Successeur de Paylib en France, ce système de paiement permet d'envoyer et de recevoir de l'argent de compte à compte en temps réel.

Deux ans après son lancement, Wero revendique quelque 60 millions d'utilisateurs en Belgique, en France et en Allemagne, selon son promoteur, l'European Payments Initiative (EPI), avant une extension attendue d'ici fin septembre au Luxembourg, et un déploiement ultérieur aux Pays-Bas et en Autriche.

« C'est au tour des commerçants d'entrer dans le jeu »

Après avoir réussi son implantation auprès des particuliers, Wero joue désormais sa crédibilité dans le commerce. « C'est au tour des commerçants d'entrer dans le jeu », a résumé mardi Thierry Laborde, directeur général délégué de BNP Paribas, lors d'une conférence de presse marquée par l'annonce de l'arrivée du système de paiement chez Fnac Darty début 2027.

Comme en Allemagne et en Belgique, où le système est déjà utilisé pour les paiements en ligne, l'EPI entend changer d'échelle en France en s'attaquant au marché du e-commerce. Après Orange, qui permet depuis début septembre aux clients de sa marque Sosh de régler leurs factures via Wero, Decathlon prévoit à son tour de déployer la solution dans le pays à partir d'octobre.

Décathlon en octobre, Air France fin 2026, Fnac Darty en 2027

Chez Air France, où 80% des achats sont aujourd'hui réglés par carte bancaire, le groupe voit notamment un intérêt dans le modèle tarifaire proposé par Wero. Il compte l'adopter d'ici à la fin de l'année. « Le transport aérien est un secteur particulièrement concurrentiel avec des marges assez faibles », a souligné Bruno Lecerf, directeur des financements et de la trésorerie du groupe. La compagnie met en avant le plafonnement des frais au-delà de 1 000 euros, un avantage pour des billets dont le montant peut rapidement grimper.

Pour Fnac Darty, l'intérêt réside davantage dans la capacité à déployer une même solution sur plusieurs marchés européens où le distributeur français est présent. « Quand on fait le choix d'intégrer tel ou tel moyen de paiement (..) dans tel ou tel pays, on ne peut pas faire tout », a expliqué Martin Aunos, directeur services économie circulaire et paiements du groupe.

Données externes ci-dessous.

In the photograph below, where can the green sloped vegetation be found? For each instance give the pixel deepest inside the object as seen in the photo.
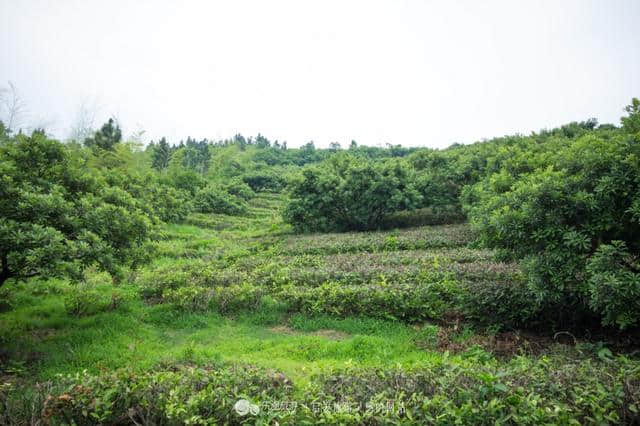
(496, 282)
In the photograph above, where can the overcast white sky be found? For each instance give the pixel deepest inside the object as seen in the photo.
(424, 73)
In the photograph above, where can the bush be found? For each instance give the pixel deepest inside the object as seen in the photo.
(239, 189)
(264, 180)
(557, 217)
(189, 298)
(86, 299)
(429, 299)
(614, 285)
(214, 200)
(349, 194)
(170, 395)
(168, 203)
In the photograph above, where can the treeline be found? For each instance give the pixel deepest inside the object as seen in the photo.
(99, 201)
(565, 203)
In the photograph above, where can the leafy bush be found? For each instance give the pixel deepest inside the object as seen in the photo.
(215, 200)
(169, 204)
(523, 391)
(86, 299)
(171, 395)
(239, 189)
(58, 216)
(429, 299)
(614, 284)
(581, 197)
(236, 298)
(349, 194)
(264, 180)
(189, 298)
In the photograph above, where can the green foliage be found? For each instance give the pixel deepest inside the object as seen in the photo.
(614, 284)
(215, 200)
(263, 180)
(349, 194)
(239, 189)
(57, 216)
(107, 137)
(557, 216)
(161, 155)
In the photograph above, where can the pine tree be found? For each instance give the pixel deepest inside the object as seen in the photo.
(161, 155)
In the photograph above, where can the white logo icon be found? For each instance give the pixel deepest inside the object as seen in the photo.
(244, 407)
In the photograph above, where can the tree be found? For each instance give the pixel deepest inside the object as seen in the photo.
(107, 137)
(349, 194)
(12, 107)
(57, 216)
(161, 155)
(631, 123)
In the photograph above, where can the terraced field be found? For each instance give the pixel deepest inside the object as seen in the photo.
(354, 328)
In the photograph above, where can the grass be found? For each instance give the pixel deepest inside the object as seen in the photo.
(41, 339)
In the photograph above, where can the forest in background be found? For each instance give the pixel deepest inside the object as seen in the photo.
(558, 211)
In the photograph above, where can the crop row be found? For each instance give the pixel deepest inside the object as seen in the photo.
(524, 391)
(427, 237)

Selon lui, la possibilité de répliquer facilement une même intégration dans plusieurs pays européens a pesé dans la décision d'adopter Wero.

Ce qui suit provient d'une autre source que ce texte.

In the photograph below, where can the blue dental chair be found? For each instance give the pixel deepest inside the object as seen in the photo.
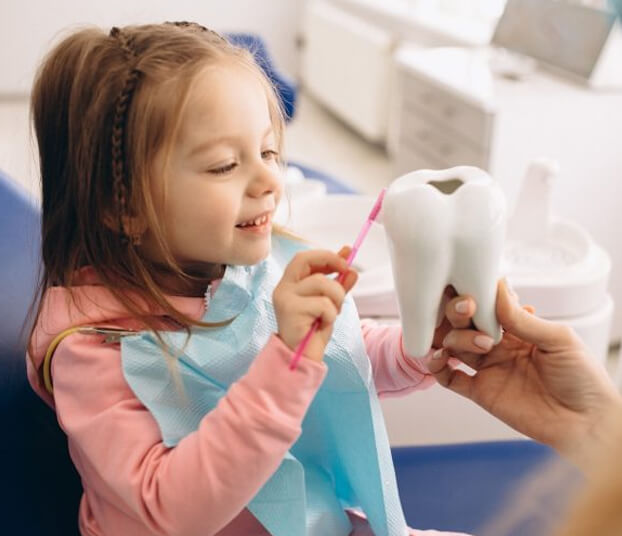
(39, 487)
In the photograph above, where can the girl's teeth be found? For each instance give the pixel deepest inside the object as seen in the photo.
(256, 221)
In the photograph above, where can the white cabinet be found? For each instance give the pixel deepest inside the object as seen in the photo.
(450, 109)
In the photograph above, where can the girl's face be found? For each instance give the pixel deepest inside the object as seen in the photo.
(223, 181)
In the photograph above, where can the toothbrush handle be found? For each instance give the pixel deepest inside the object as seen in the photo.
(316, 323)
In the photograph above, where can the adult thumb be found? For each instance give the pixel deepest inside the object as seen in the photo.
(545, 334)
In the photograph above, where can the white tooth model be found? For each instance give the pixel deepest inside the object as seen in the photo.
(444, 228)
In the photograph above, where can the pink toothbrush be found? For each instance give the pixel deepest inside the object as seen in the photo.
(340, 278)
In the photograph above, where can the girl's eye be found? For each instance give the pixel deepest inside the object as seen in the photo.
(223, 169)
(270, 154)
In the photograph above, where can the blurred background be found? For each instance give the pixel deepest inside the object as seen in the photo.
(528, 90)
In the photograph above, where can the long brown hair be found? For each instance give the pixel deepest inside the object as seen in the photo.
(103, 105)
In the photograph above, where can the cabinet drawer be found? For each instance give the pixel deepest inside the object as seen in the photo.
(414, 158)
(419, 131)
(466, 119)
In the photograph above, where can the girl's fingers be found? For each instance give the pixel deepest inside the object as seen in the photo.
(320, 307)
(468, 340)
(320, 285)
(460, 310)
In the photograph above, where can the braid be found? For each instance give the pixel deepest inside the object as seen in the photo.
(197, 27)
(119, 175)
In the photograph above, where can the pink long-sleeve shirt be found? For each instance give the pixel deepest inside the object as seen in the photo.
(133, 484)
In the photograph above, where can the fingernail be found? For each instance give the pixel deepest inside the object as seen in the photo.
(438, 354)
(511, 290)
(484, 342)
(462, 307)
(447, 340)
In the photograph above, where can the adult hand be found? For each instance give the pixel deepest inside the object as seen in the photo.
(540, 379)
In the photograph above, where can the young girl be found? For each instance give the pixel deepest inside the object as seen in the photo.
(170, 307)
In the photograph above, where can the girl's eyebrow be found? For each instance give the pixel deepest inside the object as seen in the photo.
(223, 139)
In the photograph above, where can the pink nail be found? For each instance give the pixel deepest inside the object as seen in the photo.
(484, 342)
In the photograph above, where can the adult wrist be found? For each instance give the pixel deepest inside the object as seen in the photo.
(598, 434)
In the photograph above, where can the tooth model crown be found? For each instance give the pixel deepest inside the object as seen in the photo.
(444, 228)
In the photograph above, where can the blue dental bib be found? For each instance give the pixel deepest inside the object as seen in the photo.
(341, 459)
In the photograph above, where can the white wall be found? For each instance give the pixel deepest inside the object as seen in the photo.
(28, 27)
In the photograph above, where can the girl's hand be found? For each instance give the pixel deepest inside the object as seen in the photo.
(540, 379)
(305, 293)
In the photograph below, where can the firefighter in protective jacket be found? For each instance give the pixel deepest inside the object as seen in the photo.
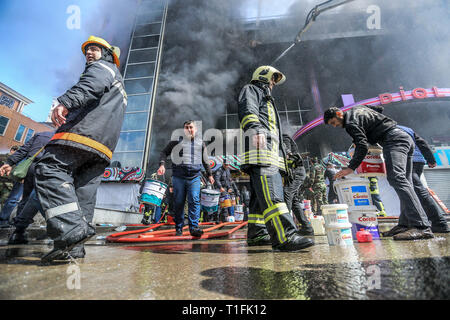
(89, 117)
(263, 157)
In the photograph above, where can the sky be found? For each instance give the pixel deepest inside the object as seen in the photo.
(41, 56)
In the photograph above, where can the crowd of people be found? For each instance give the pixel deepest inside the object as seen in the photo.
(62, 182)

De nouvelles fonctionnalités seront ajoutées par la suite, parmi lesquelles les abonnements, le paiement à la livraison ou encore les achats en un clic. Les paiements sans contact en magasin seront également introduits. Le paiement sans contact va être proposé l'année prochaine, « progressivement », a assuré Martina Weimert, directrice générale d'EPI.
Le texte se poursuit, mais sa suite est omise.